Evaluation of myocardial involvement in patients with connective tissue disorders: a multi-parametric cardiovascular magnetic resonance study

T1 and ECV results

We found higher native T1 values and increased ECV in our CTD population in comparison to controls, Table 2, Fig. 1a + c. Furthermore, post contrast T1 values were decreased in comparison to controls, Table 2, and Fig. 1b. Since these differences are independent of the presence of LGE, they may allow early detection of subclinical myocardial alterations in patients with CTD, as reported in other inflammatory cardiomyopathies [23, 24].

In the SSc subgroup, differences for native T1 and ECV were even larger than in the overall CTD population, suggesting a high rate of diffuse myocardial involvement detected by T1 mapping, supporting data from Ntusi et al. [3], who found also elevated native T1 and ECV in SSc patients. At first sight, the mapping data in this study seem to conflict with the low prevalence of LGE (12 %). However, LGE has its strengths in detecting focal processes (e.g. infarcted myocardium vs. remote myocardium), whereas in diffuse processes this technique is of limited value. Conversely, mapping techniques, which provide absolute quantitative values, rather than just visual or semi-quantitative interpretation of the images, perform well in the assessment of diffuse myocardial processes [7]. Therefore, the T1 and ECV findings in this study might be the surrogate for the high rate of diffuse fibrosis (44–100 %) observed by endomyocardial biopsy or autopsy in SSc patients [25, 26], and might be a useful tool not only for detection of myocardial involvement, but also for evaluation of an adequate response to immunosuppressive agents during the clinical course of the disease.

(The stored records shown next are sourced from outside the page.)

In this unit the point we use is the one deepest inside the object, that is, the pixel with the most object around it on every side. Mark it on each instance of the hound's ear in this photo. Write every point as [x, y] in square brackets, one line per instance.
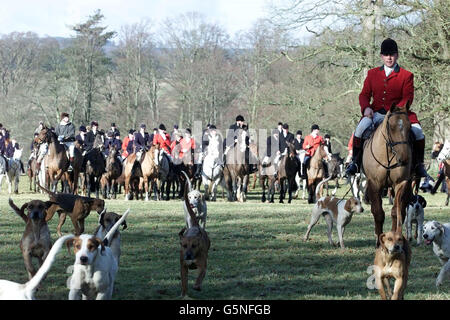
[48, 204]
[181, 233]
[393, 106]
[69, 243]
[407, 105]
[382, 236]
[441, 227]
[101, 243]
[423, 202]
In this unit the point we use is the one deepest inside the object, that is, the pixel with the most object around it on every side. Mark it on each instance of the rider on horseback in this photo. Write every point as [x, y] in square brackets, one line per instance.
[387, 85]
[65, 131]
[163, 139]
[141, 141]
[284, 137]
[310, 145]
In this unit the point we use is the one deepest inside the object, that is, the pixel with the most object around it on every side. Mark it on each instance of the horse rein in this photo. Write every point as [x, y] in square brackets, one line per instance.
[390, 145]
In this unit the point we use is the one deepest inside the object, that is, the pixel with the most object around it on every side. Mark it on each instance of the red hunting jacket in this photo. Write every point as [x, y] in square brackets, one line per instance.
[164, 144]
[314, 143]
[398, 88]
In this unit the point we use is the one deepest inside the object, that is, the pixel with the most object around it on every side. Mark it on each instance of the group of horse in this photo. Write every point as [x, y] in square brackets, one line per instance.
[386, 164]
[153, 172]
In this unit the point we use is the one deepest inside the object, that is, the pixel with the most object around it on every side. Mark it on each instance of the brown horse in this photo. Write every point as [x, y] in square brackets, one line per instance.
[32, 170]
[442, 154]
[387, 163]
[289, 166]
[236, 171]
[148, 169]
[94, 166]
[113, 171]
[315, 173]
[58, 162]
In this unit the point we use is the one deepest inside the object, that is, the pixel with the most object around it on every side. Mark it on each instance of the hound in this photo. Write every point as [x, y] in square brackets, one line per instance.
[15, 291]
[439, 234]
[36, 242]
[334, 210]
[95, 266]
[105, 223]
[197, 203]
[415, 214]
[392, 259]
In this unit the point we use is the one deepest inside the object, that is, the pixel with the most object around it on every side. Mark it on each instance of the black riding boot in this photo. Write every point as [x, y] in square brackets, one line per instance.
[305, 168]
[325, 168]
[70, 165]
[355, 165]
[418, 156]
[198, 171]
[440, 179]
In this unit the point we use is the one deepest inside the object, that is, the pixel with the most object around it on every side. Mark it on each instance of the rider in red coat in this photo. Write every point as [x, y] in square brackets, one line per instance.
[163, 139]
[383, 87]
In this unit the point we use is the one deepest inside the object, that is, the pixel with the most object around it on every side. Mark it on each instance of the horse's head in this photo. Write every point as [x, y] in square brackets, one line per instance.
[292, 152]
[437, 147]
[155, 153]
[17, 154]
[112, 152]
[445, 152]
[398, 128]
[44, 136]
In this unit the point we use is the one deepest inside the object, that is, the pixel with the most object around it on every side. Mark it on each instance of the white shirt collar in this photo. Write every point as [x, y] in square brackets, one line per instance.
[388, 70]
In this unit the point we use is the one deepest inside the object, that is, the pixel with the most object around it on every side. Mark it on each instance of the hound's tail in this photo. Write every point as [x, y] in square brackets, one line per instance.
[111, 232]
[319, 185]
[46, 190]
[34, 282]
[187, 180]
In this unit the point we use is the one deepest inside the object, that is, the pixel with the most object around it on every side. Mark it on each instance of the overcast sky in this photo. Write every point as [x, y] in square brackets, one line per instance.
[52, 17]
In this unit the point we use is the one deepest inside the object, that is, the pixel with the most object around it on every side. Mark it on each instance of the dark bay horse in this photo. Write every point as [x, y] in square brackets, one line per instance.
[94, 166]
[288, 168]
[387, 163]
[236, 171]
[113, 171]
[58, 161]
[315, 173]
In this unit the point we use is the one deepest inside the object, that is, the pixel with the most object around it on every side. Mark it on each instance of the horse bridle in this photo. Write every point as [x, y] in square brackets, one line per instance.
[390, 145]
[47, 138]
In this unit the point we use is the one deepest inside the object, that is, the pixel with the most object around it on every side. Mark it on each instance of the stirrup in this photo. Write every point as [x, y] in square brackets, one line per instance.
[352, 169]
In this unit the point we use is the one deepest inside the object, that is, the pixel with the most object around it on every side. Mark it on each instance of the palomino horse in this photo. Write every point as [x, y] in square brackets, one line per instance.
[212, 170]
[94, 166]
[236, 171]
[315, 173]
[289, 166]
[58, 162]
[387, 163]
[444, 157]
[13, 172]
[113, 171]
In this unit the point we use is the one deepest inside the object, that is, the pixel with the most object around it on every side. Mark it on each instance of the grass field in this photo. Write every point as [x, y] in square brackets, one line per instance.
[257, 252]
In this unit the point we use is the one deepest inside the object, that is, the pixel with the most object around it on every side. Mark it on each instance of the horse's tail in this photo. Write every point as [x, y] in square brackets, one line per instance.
[319, 185]
[187, 180]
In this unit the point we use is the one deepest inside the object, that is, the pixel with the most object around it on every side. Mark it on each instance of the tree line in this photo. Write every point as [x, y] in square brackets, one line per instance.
[188, 69]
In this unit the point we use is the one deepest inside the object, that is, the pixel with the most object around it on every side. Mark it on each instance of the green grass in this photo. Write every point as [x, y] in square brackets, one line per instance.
[257, 252]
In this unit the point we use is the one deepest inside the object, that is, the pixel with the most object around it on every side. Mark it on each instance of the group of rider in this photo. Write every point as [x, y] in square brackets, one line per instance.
[8, 146]
[384, 86]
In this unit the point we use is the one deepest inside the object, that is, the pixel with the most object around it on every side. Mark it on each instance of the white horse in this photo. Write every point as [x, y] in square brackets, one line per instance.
[212, 170]
[13, 172]
[298, 179]
[445, 152]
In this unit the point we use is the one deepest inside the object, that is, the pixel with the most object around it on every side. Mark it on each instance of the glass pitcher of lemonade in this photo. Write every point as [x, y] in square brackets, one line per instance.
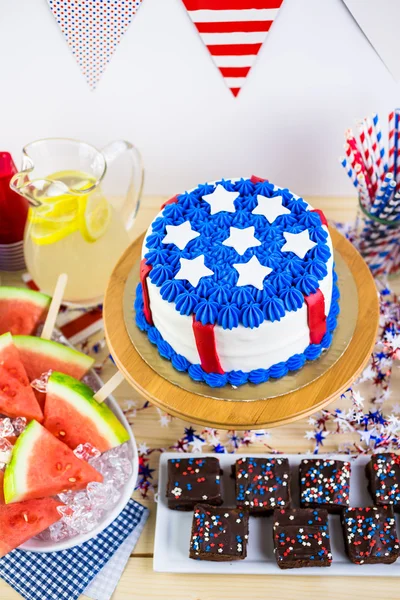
[83, 204]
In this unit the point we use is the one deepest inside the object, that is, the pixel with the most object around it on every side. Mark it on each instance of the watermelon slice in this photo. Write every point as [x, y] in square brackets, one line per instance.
[16, 394]
[42, 466]
[72, 415]
[22, 521]
[21, 310]
[2, 501]
[39, 356]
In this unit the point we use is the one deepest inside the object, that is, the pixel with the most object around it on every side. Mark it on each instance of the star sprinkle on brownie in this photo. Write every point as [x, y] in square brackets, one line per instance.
[370, 535]
[262, 484]
[219, 534]
[324, 484]
[193, 480]
[301, 538]
[383, 473]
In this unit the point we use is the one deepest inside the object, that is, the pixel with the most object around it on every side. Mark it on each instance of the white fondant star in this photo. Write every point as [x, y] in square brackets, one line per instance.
[241, 239]
[271, 208]
[299, 243]
[252, 273]
[221, 199]
[180, 235]
[193, 269]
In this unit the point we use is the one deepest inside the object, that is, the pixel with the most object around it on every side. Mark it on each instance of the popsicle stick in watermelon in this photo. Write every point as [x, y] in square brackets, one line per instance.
[42, 466]
[58, 295]
[73, 416]
[109, 387]
[17, 398]
[21, 521]
[22, 310]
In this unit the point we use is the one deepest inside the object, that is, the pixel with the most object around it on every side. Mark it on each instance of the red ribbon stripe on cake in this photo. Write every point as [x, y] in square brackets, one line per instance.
[316, 316]
[321, 215]
[206, 347]
[173, 200]
[144, 273]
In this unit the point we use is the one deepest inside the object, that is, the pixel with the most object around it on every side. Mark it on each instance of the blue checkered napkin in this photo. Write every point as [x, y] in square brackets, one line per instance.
[65, 575]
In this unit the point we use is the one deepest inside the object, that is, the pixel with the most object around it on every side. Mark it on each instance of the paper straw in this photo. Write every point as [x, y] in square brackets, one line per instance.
[391, 142]
[352, 143]
[364, 141]
[349, 172]
[388, 201]
[381, 147]
[364, 194]
[396, 172]
[373, 143]
[380, 196]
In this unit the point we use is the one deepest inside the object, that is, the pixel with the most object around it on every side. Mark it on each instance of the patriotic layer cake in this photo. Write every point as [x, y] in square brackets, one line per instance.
[238, 282]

In the SLE subgroup, we observed lower T1 and ECV differences to controls than in the SSc subgroup. Consequently, although showing increased ECV and decreased post contrast T1 values compared to controls, the difference was significant only for native T1 values, p?=?0.03. This might have at least two reasons: 1) In contrast to SLE patients, autopsy studies from SSc patients revealed a high rate of diffuse fibrosis, which might be the surrogate for higher native T1 and ECV values in SSc patients [25, 26]. 2) Our finding that native T1 seems to separate best between SLE patients and healthy controls, is supported by a recent study [2], which identified native T1 a) as the best parameter to separate between SLE patients and controls, and b) as an independent predictor of the underlying SLE diagnosis. However, in the study by Puntmann [2] also post contrast T1 values and ECV differed significantly to the control group. They included 33 asymptomatic SLE patients, with an activity index (SLEDAI) of 0, and observed a high LGE prevalence of 61 % (n?=?20), which is in contrast to our study (SLEDAI 16, prevalence of LGE 23 %). Another explanation for these differences might be the time duration from SLE diagnosis to CMR imaging: In the study from Puntmann et al., the average time from SLE diagnosis to imaging was 7.4 years whereas in our study almost 40 % had their CMR within the first year of SLE diagnosis. Therefore, it might be argued that the grade of diffuse fibrosis, as well as the presence of focal fibrosis detected by LGE, might increase in later stages of the disease. Since both studies found that native T1 is the most sensitive parameter to separate between SLE patients and controls, native T1 may play an important role in: a) initial diagnosis of myocardial involvement and b) the monitoring in SLE patients.

Our findings add knowledge to the potential role of T1 mapping in patients with different CTD, since this technique seems to provide more detailed tissue characterization than LGE alone. This might have clinical implications for the assessment of disease activity, and monitoring of the response to immunosuppressive medication in CTD patients. Moreover, since T1 and ECV values in patients with ECG abnormalities did not differ to the values of patients with normal ECG, the presence of ECG abnormalities alone may be of limited diagnostic value for detecting myocardial involvement in CTD patients.